La 80e Assemblée générale des Nations Unies est en cours à New York, qui se déroule juste après le Labor Day jusqu’en décembre. La semaine de haut niveau annuelle, où les dirigeants du monde se réunissent, s’est conclue en septembre. Cette session a été marquée par des discussions et des décisions importantes, reflétant le rôle évoluant des Nations Unies dans la sécurité et le développement mondiaux.
L’un des moments définitifs de cette session a été l’incertitude entourant le rôle du président américain Trump et les implications plus larges pour les Nations Unies et l’ordre mondial. L’ordre du jour non officiel, dominé par les discussions sur les États-Unis et le président Trump, a mis en évidence la préoccupation des États membres concernant la direction future de la leadership américaine au sein des Nations Unies. Cette préoccupation était évidente dans les nombreux discours qui ont mentionné les États-Unis et le président Trump, soulignant les dynamiques en évolution de la leadership mondiale.
Le contraste entre les approches des États-Unis et de la Chine face au changement climatique était un autre point clé. Alors que le président américain a déclaré le changement climatique un « hoax », le président chinois Xi Jinping a annoncé de nouveaux objectifs significatifs pour réduire les émissions de carbone. Cette divergence dans les approches d’une question critique mondiale reflète les tensions géopolitiques plus larges et le potentiel pour la Chine de combler le vide de leadership laissé par les États-Unis.
Les efforts de maintien de la paix ont connu une baisse ces dernières années, avec le nombre de casques bleus et de missions en diminution. Cependant, le maintien de la paix reste un outil précieux pour les Nations Unies, en particulier en raison de la rentabilité par rapport à la déploiement de troupes nationales. Le Conseil de sécurité des Nations Unies continue d’utiliser les missions de maintien de la paix, bien que de manière plus créative et ciblée.

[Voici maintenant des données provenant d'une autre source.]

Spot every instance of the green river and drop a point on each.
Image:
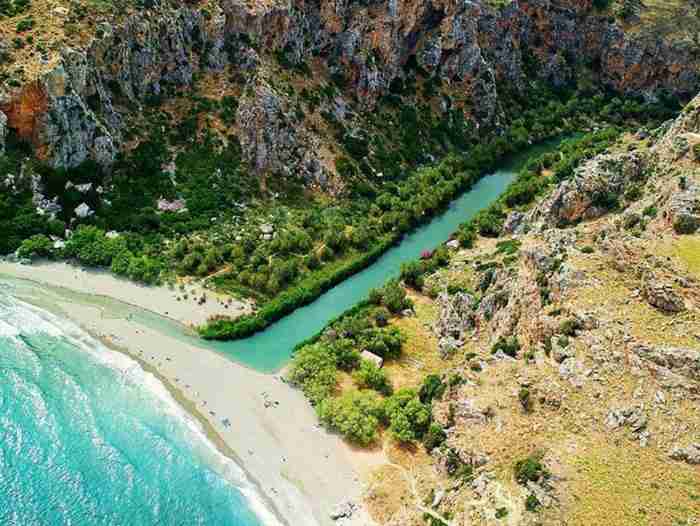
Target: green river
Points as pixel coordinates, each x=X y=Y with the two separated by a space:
x=268 y=351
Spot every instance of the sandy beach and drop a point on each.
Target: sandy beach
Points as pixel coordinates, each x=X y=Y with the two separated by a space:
x=182 y=306
x=264 y=424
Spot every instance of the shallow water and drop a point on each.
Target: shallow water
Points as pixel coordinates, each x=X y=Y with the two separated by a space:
x=269 y=350
x=87 y=437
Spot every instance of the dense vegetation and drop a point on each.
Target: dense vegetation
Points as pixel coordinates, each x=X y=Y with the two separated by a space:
x=182 y=202
x=359 y=414
x=412 y=200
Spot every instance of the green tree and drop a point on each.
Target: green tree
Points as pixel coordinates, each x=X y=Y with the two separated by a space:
x=408 y=417
x=314 y=369
x=355 y=414
x=369 y=376
x=37 y=246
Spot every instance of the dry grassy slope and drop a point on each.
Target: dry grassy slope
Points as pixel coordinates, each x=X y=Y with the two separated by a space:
x=673 y=19
x=600 y=476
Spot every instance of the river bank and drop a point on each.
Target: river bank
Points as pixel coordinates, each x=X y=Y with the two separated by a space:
x=181 y=305
x=265 y=425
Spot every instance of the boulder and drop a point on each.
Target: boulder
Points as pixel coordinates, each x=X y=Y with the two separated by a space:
x=689 y=454
x=3 y=131
x=343 y=510
x=678 y=360
x=661 y=295
x=632 y=417
x=83 y=210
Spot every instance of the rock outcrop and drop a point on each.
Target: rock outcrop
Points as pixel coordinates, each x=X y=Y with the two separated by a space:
x=78 y=110
x=3 y=131
x=689 y=454
x=593 y=190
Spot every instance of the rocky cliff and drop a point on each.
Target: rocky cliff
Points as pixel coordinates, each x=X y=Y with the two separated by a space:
x=572 y=394
x=78 y=106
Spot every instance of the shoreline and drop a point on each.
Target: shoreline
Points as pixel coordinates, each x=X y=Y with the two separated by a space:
x=263 y=425
x=175 y=304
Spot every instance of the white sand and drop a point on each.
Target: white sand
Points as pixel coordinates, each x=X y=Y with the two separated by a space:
x=304 y=470
x=161 y=300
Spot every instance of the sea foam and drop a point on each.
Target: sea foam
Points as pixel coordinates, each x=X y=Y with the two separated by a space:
x=19 y=318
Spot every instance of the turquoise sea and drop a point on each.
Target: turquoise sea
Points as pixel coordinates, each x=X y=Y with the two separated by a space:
x=87 y=438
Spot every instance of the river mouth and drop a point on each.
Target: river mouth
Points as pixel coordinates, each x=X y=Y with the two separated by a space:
x=268 y=351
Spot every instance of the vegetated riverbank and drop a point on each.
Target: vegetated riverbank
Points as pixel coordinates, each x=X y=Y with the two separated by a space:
x=255 y=416
x=322 y=364
x=453 y=176
x=283 y=251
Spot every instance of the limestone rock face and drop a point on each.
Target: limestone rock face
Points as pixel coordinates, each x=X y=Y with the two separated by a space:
x=689 y=454
x=681 y=361
x=271 y=143
x=587 y=195
x=77 y=111
x=662 y=296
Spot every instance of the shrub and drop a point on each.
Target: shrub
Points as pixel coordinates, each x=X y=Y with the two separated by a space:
x=313 y=369
x=650 y=211
x=381 y=317
x=570 y=327
x=633 y=193
x=435 y=437
x=433 y=387
x=408 y=417
x=394 y=297
x=509 y=346
x=386 y=343
x=685 y=224
x=525 y=399
x=356 y=415
x=347 y=357
x=531 y=503
x=508 y=247
x=369 y=376
x=37 y=246
x=530 y=469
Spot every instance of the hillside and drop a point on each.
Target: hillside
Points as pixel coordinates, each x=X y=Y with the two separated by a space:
x=555 y=369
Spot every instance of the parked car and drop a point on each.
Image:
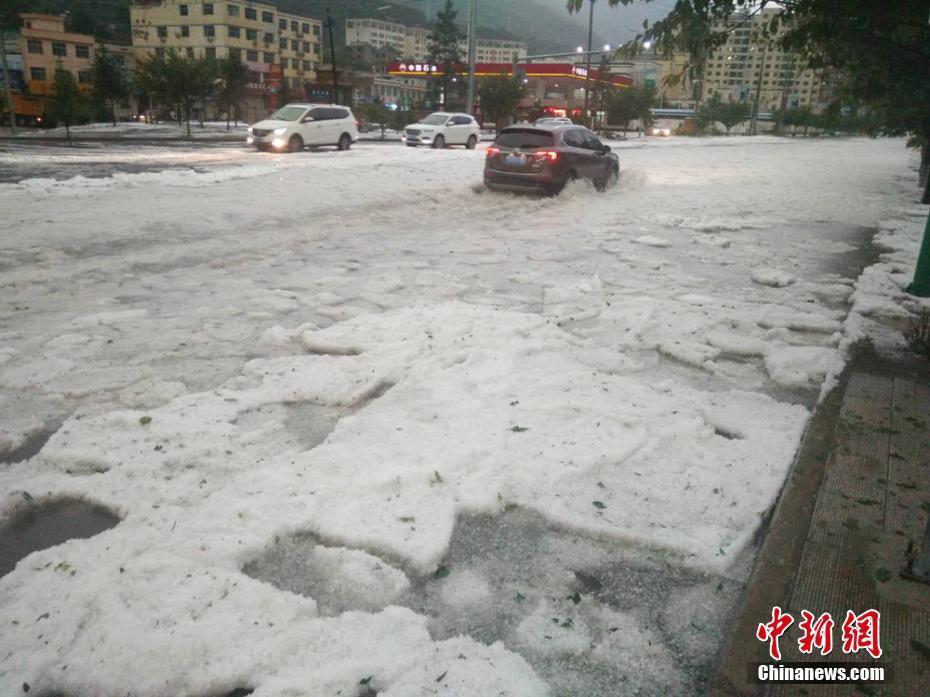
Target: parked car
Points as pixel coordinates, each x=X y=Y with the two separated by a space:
x=295 y=126
x=554 y=121
x=441 y=129
x=545 y=158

Les efforts humanitaires sont confrontés à des défis importants, notamment des pénuries de financement et le refus intentionnel d’assistance de survie dans les zones de conflit comme la Syrie et le Soudan. Le rôle des Nations Unies dans le développement, en particulier dans la réalisation des Objectifs de développement durable (ODD), a été un mélange de résultats. Bien que des progrès aient été réalisés, les trajectoires de nombreux ODD n’ont pas changé de manière significative depuis 2015.
Les coupes dans les aides au développement mondiales de donateurs majeurs comme les États-Unis, le Royaume-Uni, les Pays-Bas et l’Allemagne sont attendues pour avoir des conséquences importantes. Cependant, il existe également un esprit renouvelé d’autonomie stratégique parmi les économies en développement et émergentes, qui cherchent à construire leurs propres chemins de développement.
Le multilatéralisme, la pierre angulaire des opérations des Nations Unies, fait face à des défis. L’efficacité des institutions multilatérales est souvent remise en question, et il existe un besoin d’une narration convaincante pour justifier leur pertinence continue. Le rôle des Nations Unies dans l’adresse des problèmes mondiaux, de la paix et de la sécurité au changement climatique et au développement, est soumis à un examen.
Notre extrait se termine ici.